気がついたらそこはお城の中の私の部屋だった
ベットに横になっていて酷く頭が重い
ハートの女王が傍の椅子から私を見下ろし
「随分うなされてたわねぇ。大丈夫かしら?」
そう聞いた
「覚えてないの…。何があったのか思い出せなくて……」
確か女王と庭でクローケーをしてたはずなのに
思い出そうとすると激しい頭痛が私を襲う
「無理に思い出さなくていいんだよ、アリス。今はまだその時じゃないしね」
そう言ってにししっと嗤うのはチェシャ猫だ
神出鬼没な彼女は女王の座る
椅子の背凭れに座っている
「時が来れば嫌でも思い出せるよ。それよりも今はお客だ」
チェシャ猫は妖しく微笑み扉を指差す
次の瞬間扉をノックする音と
廊下をドタドタと走る音がして小さな悲鳴と共に
勢い良く扉が開けられる
「アリスおねぇちゃん!!大丈夫~~!?」
小さい女の子が心配そうに言いながら走ってくる
立て続けにアリス、アリスと四人が入ってきた
「あぁっ牡蠣ちゃんごめんね。もう大丈夫だよ」
私は起き上がり抱き着いてきた
牡蠣ちゃんを優しく抱き締める
「アリス……無理しないで?」と
心配そうにおずおず駆け寄ってきたのは白兎だ
「心配してくれてありがとう白兎ちゃん。牡蠣ちゃんもね、ありがとう。

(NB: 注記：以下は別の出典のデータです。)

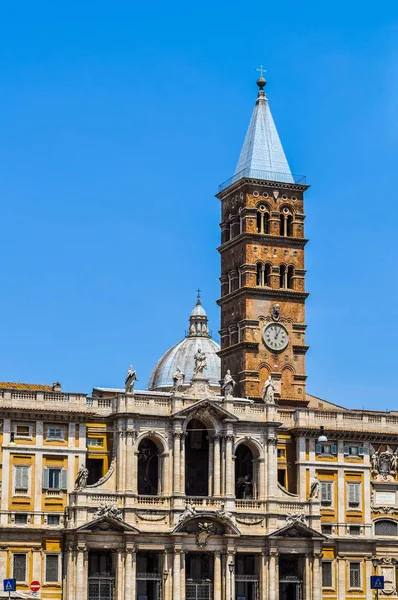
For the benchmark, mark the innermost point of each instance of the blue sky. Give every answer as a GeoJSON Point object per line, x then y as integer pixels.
{"type": "Point", "coordinates": [117, 123]}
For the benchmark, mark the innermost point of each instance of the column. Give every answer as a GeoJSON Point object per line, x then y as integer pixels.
{"type": "Point", "coordinates": [217, 576]}
{"type": "Point", "coordinates": [316, 577]}
{"type": "Point", "coordinates": [228, 465]}
{"type": "Point", "coordinates": [176, 461]}
{"type": "Point", "coordinates": [273, 575]}
{"type": "Point", "coordinates": [216, 470]}
{"type": "Point", "coordinates": [210, 491]}
{"type": "Point", "coordinates": [80, 572]}
{"type": "Point", "coordinates": [177, 574]}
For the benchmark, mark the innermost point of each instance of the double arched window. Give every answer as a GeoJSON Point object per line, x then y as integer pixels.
{"type": "Point", "coordinates": [262, 219]}
{"type": "Point", "coordinates": [286, 222]}
{"type": "Point", "coordinates": [263, 273]}
{"type": "Point", "coordinates": [286, 277]}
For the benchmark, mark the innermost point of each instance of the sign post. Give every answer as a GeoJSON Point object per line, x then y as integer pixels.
{"type": "Point", "coordinates": [9, 585]}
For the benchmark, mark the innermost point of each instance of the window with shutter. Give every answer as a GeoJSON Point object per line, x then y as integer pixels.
{"type": "Point", "coordinates": [327, 573]}
{"type": "Point", "coordinates": [19, 567]}
{"type": "Point", "coordinates": [52, 566]}
{"type": "Point", "coordinates": [355, 574]}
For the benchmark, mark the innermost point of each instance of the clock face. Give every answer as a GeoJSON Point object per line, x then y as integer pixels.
{"type": "Point", "coordinates": [275, 337]}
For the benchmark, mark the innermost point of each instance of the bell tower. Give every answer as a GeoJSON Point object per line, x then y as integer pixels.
{"type": "Point", "coordinates": [262, 266]}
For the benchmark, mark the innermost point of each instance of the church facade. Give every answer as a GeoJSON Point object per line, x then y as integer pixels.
{"type": "Point", "coordinates": [225, 479]}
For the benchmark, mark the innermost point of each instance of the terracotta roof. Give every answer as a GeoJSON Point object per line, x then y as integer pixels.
{"type": "Point", "coordinates": [8, 385]}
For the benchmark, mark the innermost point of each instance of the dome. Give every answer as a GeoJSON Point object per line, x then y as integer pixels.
{"type": "Point", "coordinates": [182, 354]}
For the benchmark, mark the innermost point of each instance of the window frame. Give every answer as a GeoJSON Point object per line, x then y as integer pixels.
{"type": "Point", "coordinates": [25, 554]}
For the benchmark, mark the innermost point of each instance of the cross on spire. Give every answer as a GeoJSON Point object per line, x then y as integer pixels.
{"type": "Point", "coordinates": [261, 70]}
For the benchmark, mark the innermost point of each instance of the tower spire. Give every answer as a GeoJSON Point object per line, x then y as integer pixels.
{"type": "Point", "coordinates": [262, 155]}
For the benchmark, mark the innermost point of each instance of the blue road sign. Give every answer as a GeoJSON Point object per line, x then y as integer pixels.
{"type": "Point", "coordinates": [10, 585]}
{"type": "Point", "coordinates": [377, 582]}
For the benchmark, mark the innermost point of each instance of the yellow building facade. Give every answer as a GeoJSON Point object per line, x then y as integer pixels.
{"type": "Point", "coordinates": [225, 479]}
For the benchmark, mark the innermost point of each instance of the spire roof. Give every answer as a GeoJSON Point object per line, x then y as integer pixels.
{"type": "Point", "coordinates": [262, 155]}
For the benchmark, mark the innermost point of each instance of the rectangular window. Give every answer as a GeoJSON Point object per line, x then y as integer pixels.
{"type": "Point", "coordinates": [21, 519]}
{"type": "Point", "coordinates": [355, 574]}
{"type": "Point", "coordinates": [326, 493]}
{"type": "Point", "coordinates": [54, 478]}
{"type": "Point", "coordinates": [52, 566]}
{"type": "Point", "coordinates": [53, 520]}
{"type": "Point", "coordinates": [354, 495]}
{"type": "Point", "coordinates": [55, 433]}
{"type": "Point", "coordinates": [327, 573]}
{"type": "Point", "coordinates": [21, 480]}
{"type": "Point", "coordinates": [23, 431]}
{"type": "Point", "coordinates": [19, 567]}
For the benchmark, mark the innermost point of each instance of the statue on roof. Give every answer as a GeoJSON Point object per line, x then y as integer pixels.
{"type": "Point", "coordinates": [228, 384]}
{"type": "Point", "coordinates": [131, 378]}
{"type": "Point", "coordinates": [178, 379]}
{"type": "Point", "coordinates": [200, 362]}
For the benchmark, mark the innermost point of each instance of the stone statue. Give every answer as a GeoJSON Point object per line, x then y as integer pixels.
{"type": "Point", "coordinates": [275, 312]}
{"type": "Point", "coordinates": [228, 384]}
{"type": "Point", "coordinates": [131, 378]}
{"type": "Point", "coordinates": [81, 478]}
{"type": "Point", "coordinates": [315, 488]}
{"type": "Point", "coordinates": [269, 391]}
{"type": "Point", "coordinates": [200, 362]}
{"type": "Point", "coordinates": [178, 379]}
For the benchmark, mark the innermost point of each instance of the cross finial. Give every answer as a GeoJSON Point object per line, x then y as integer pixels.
{"type": "Point", "coordinates": [261, 70]}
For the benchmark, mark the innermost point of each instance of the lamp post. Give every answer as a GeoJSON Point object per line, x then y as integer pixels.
{"type": "Point", "coordinates": [375, 563]}
{"type": "Point", "coordinates": [231, 568]}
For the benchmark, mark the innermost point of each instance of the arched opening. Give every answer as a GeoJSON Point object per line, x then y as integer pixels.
{"type": "Point", "coordinates": [290, 275]}
{"type": "Point", "coordinates": [386, 527]}
{"type": "Point", "coordinates": [148, 468]}
{"type": "Point", "coordinates": [244, 473]}
{"type": "Point", "coordinates": [196, 459]}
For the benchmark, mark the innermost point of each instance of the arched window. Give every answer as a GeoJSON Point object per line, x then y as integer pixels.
{"type": "Point", "coordinates": [286, 222]}
{"type": "Point", "coordinates": [290, 275]}
{"type": "Point", "coordinates": [148, 468]}
{"type": "Point", "coordinates": [385, 527]}
{"type": "Point", "coordinates": [196, 459]}
{"type": "Point", "coordinates": [262, 219]}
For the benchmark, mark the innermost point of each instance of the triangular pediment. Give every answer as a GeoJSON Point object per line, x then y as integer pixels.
{"type": "Point", "coordinates": [107, 524]}
{"type": "Point", "coordinates": [297, 529]}
{"type": "Point", "coordinates": [209, 406]}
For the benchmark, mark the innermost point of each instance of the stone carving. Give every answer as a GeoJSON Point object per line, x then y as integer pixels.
{"type": "Point", "coordinates": [131, 378]}
{"type": "Point", "coordinates": [189, 511]}
{"type": "Point", "coordinates": [384, 465]}
{"type": "Point", "coordinates": [315, 488]}
{"type": "Point", "coordinates": [269, 391]}
{"type": "Point", "coordinates": [109, 510]}
{"type": "Point", "coordinates": [178, 380]}
{"type": "Point", "coordinates": [296, 518]}
{"type": "Point", "coordinates": [200, 362]}
{"type": "Point", "coordinates": [275, 312]}
{"type": "Point", "coordinates": [81, 478]}
{"type": "Point", "coordinates": [205, 530]}
{"type": "Point", "coordinates": [228, 384]}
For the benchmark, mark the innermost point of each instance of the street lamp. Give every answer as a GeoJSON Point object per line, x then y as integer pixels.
{"type": "Point", "coordinates": [231, 568]}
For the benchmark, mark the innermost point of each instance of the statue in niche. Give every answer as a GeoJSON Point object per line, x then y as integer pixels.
{"type": "Point", "coordinates": [81, 478]}
{"type": "Point", "coordinates": [275, 312]}
{"type": "Point", "coordinates": [315, 488]}
{"type": "Point", "coordinates": [131, 378]}
{"type": "Point", "coordinates": [268, 394]}
{"type": "Point", "coordinates": [178, 380]}
{"type": "Point", "coordinates": [200, 362]}
{"type": "Point", "coordinates": [228, 384]}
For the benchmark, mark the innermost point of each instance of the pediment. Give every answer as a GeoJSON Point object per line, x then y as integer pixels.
{"type": "Point", "coordinates": [206, 406]}
{"type": "Point", "coordinates": [297, 530]}
{"type": "Point", "coordinates": [107, 525]}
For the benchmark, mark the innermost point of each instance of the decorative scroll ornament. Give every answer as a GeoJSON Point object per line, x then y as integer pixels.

三月兎といかれ帽子屋も」
後ろから歩いてきた三月兎と
やれやれといった感じで扉を閉めてくるいかれ帽子屋
おそらく最初に来たのは白兎と帽子屋と三月兎で
後から牡蠣ちゃんが来たのだろう
「本当に大丈夫でしょうか?お顔の色が優れないようですし……美味しい紅茶はいかがですか?」
三月兎が心配そうにしながらも優しく微笑む
「こいつはハーブティーだろう?」と
帽子屋はどこからか取り出した
ティーセットを三月兎に渡しお茶を注ぐ
「あっこの香りはローズヒップ♪酸味が効いててスッキリするから大好き♪」
三月兎からカップを受け取り一口飲んだ
酸味で幾分か頭の重みが楽になった気がする
「とっても美味しい♪ありがとう」
微笑みながら私がそういうとハートの王が入ってきた
「アリス、もう身体が大丈夫ならお茶会を始めましょう。何でもない日のパーティーよ」
と話しかける
王といっても女性だ
「それは良いわね。白兎みんなを呼んできて頂戴」
女王に言われて白兎は頷き扉を開けようとする
その後ろ姿にチェシャ猫が
「ダイナは今いないから探さなくていいよぉ」と言う
それに頷いて白兎は部屋を出ていく
「じゃ私も着替えなくちゃ」
飲み干したティーカップを
差し出した三月兎の手に預け
ベットから少しふらつきながら私は立ち上がる
「焦らなくていいからゆっくり準備なさい。他の者はアタシについておいで!。お茶会の準備をするわよ!」
女王はそう言ってみんなを引き連れていこうとする
「そんじゃあちしは先にいってるよぉ」
声だけを残しチェシャ猫がいつの間にか消えていた
すると三月兎がはっとして
「あらっ眠り鼠さんを起こしてこなければ。白兎さんわかるでしょうか?ちょっと見てきますわ」
そう言って女王より先に扉を出て白兎を追いかける
「今更な気もするが……追い付ける訳無いだろうに」
と私を気にしながらも呆れたように
帽子屋が扉を出ていく
三月兎は同じ兎でものんびりしている性格だ
変わって白兎はいつも走り回っている
一言で言えば走る早さが違うのだ
「まぁまぁ、あの子のことを言うのも今更じゃない」
そう言って牡蠣ちゃんを連れて王が後に続いた
そんな会話を聞きながらベットを整えた私は
衣装ケースを開ける
いつものシンプルなエプロンワンピースに着替えて
みんなの後を追う
ふと自分の影がないことに気づく
何処かに出掛けているのだろうか?
まぁ白兎が探してくれるはずだと思い
静かになった部屋を後にする


(挿絵/Ant-Me)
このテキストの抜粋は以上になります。